Even more troubling is that fact that you don’t seem to believe that your price is appropriate for the value that you create, or you’d be more likely to share it. The Mercedes dealership doesn’t hide their prices. Neither does Tiffany’s. Any brand that is differentiating and creating value understands that higher prices are a signal of greater value.

The fact that you won’t share your pricing is a lack of transparency. You look like you are hiding something negative. What kind of partner are you going to make if you are going withhold things that your dream client will perceive as a negative? One of the ways you build trust is to deal with things that are negative in a frank and candid way.

But in this case, your price isn’t a negative at all. In fact, it’s the way you capture enough value to generate the better results for your clients.

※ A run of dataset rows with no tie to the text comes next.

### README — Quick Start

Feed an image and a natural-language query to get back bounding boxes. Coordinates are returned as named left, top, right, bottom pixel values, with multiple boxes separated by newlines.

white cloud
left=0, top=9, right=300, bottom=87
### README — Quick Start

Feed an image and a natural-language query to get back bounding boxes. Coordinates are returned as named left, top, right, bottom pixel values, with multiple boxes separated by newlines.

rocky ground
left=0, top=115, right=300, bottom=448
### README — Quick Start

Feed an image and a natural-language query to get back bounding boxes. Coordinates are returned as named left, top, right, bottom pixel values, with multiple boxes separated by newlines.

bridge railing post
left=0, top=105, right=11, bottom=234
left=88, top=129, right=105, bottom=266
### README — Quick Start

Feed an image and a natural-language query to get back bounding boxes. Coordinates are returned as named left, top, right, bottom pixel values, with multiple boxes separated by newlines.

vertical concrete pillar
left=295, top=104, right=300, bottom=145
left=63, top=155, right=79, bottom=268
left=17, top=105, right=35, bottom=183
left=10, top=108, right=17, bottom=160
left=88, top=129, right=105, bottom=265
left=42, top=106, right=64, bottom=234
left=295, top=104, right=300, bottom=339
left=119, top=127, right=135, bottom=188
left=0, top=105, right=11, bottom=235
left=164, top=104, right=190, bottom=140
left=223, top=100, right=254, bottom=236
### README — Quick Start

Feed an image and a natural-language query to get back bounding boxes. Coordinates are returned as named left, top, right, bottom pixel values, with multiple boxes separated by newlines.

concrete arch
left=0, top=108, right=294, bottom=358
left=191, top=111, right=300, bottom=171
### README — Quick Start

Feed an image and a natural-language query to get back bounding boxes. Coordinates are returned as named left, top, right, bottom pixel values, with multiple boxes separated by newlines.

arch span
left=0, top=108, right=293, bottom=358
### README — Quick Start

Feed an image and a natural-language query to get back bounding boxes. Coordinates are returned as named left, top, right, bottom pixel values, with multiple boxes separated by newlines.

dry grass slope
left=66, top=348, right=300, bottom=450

Without their investment, your company can make the investments in creating compelling, differentiated value, the value worth paying more to obtain.

Sooner. Not Later.

There is no way you are going to win a deal with a higher price by hiding that fact from your client. By hiding it, you create doubt. By sharing the price, you create confidence in what you sell.

When asked, you say, “Based on the little that we know now, the price is likely somewhere between $100,000 and $140,000. If you are willing to answer a few questions to make sure I understand what you need, I can dial that number in from you.” If your prospective client says, “That’s more than we’ve heard up to this point, you reply, “I understand. Our price is little higher, but as we talk through what you need, I’ll share with you the investments we make to produce better results, and we’ll see if it makes sense for you to make the same investments.”

If you don’t want your prospects to believe your price is higher than you can justify, don’t be the cause of that belief.